Milwaukee real estate developer and millionaire Joseph Zilber died in 2010. Zilber was appalled when he heard that Dahmer’s personal property was to be sold. Zilber raised $407,225 — mostly his own money — to buy Dahmer’s possessions and had the lot of it hauled away before dawn to be destroyed in an Illinois landfill. The money went to the families of Dahmer’s victims.
The Oxford Apartment building at 924 N. 25th Street where Dahmer lived and committed 12 of the murders, was razed in November 1992. The property remains overgrown and surrounded by a tall, rusted chain link fence. Efforts to morph the property into everything from a memorial to a playground have failed.
While many in Milwaukee don’t relish the idea of keeping the Dahmer story alive – admittedly even for a 25-year retrospective – some have tried to monetize it.
One company proposes for $25 to give takers a "walk in the footsteps of the predator" on "the exact streets where cannibalistic serial killer Jeffrey Dahmer picked up" his victims. Groupon banned the tour from advertising to its users.
The area of South 2nd Street, formerly a haven for gay bars, bathhouses, and not much else has experienced a resurgence as a district for diverse entertainment venues, craft beer breweries and tony restaurants. Known as Walker’s Point, it is a destination for all the positive reasons business owners there hope for.
In 2015, one book author posed a theory that Dahmer was responsible for kidnapping and killing 6-year-old Adam Walsh in 1981. Those who studied the serial killer, those who knew him and even Adam’s father, John Walsh himself, have debunked the idea. In December 2008, police named Ottis Toole as the boy’s killer.

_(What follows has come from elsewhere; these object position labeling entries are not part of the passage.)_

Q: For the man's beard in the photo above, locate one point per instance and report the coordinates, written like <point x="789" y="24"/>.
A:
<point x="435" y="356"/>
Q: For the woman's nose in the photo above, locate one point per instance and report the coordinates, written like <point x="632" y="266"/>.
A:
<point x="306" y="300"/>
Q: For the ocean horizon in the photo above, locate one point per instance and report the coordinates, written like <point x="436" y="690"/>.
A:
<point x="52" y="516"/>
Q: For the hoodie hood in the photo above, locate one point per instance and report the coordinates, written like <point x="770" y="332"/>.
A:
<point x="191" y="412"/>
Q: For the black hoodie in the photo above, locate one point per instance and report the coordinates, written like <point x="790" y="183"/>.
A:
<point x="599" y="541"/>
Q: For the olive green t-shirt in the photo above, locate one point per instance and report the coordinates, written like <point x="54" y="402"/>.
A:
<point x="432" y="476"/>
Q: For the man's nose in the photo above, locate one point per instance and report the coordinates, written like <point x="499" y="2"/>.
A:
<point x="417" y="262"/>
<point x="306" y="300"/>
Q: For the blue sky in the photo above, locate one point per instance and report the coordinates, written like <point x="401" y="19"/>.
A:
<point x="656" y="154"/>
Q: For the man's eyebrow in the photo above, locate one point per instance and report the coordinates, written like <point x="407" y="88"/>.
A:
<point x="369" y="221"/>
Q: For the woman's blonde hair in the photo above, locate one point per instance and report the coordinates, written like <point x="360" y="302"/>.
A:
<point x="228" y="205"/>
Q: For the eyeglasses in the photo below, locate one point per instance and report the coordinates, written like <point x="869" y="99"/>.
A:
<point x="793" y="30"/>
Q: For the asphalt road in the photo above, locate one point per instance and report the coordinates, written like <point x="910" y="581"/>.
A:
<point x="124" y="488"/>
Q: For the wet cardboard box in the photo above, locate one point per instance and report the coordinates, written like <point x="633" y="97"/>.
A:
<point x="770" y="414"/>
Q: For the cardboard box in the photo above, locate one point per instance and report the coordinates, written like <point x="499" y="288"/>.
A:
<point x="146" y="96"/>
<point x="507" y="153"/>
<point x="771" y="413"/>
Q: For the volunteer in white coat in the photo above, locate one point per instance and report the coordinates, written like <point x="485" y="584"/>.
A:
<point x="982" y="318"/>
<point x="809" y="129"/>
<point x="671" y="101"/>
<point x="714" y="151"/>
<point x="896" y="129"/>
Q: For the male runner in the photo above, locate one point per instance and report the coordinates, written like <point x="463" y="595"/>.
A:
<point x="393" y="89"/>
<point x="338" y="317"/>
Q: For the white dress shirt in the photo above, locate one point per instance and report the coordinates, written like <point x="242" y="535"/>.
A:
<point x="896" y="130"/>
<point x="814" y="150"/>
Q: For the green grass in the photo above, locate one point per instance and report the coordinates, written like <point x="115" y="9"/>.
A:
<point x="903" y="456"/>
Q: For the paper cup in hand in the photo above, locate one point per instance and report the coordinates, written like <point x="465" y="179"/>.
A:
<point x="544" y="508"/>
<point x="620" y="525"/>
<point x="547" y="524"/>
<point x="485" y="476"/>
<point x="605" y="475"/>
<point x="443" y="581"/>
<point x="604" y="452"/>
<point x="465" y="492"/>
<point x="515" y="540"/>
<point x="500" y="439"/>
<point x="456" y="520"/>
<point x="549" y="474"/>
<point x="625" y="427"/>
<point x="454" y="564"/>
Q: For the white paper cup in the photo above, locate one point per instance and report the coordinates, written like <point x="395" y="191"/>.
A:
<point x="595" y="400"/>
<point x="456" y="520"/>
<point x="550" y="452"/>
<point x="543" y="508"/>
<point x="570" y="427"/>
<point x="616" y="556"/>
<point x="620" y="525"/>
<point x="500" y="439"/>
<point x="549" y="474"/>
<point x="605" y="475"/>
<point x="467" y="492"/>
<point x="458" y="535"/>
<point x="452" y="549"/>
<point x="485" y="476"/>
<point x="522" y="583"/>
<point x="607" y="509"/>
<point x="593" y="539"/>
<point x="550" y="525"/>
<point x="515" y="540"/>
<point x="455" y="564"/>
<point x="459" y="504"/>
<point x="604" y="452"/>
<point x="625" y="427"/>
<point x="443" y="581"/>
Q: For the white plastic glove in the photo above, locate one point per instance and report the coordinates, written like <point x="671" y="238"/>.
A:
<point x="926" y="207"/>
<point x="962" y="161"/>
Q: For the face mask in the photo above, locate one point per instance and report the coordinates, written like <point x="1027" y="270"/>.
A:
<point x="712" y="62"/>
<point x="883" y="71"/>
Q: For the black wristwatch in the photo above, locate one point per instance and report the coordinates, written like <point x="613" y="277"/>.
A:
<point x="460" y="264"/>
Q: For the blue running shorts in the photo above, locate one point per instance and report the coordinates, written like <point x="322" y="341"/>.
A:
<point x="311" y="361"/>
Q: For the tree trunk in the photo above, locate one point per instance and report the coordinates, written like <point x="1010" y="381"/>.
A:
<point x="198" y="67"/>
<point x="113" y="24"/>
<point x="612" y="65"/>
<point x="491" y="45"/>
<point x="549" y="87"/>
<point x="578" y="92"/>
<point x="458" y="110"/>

The chocolate factory received unwanted attention as Dahmer’s workplace. Dahmer revealed to investigators that he had kept a skull in his locker there as a keepsake of one of his murders. In 1992, Ambrosia moved its operations to another location in Milwaukee for reasons unrelated to the case.
In April 2016, a website for rental properties during the Republican National Convention turned up an unlikely offering – Dahmer’s childhood home in Bath, Ohio where he killed his first victim in 1978. For $8,000, interested parties could rent the three-bedroom, two-bath property during the RNC when housing could be hard to come by. No returned calls to the query about whether the house had any takers for last week’s festivities.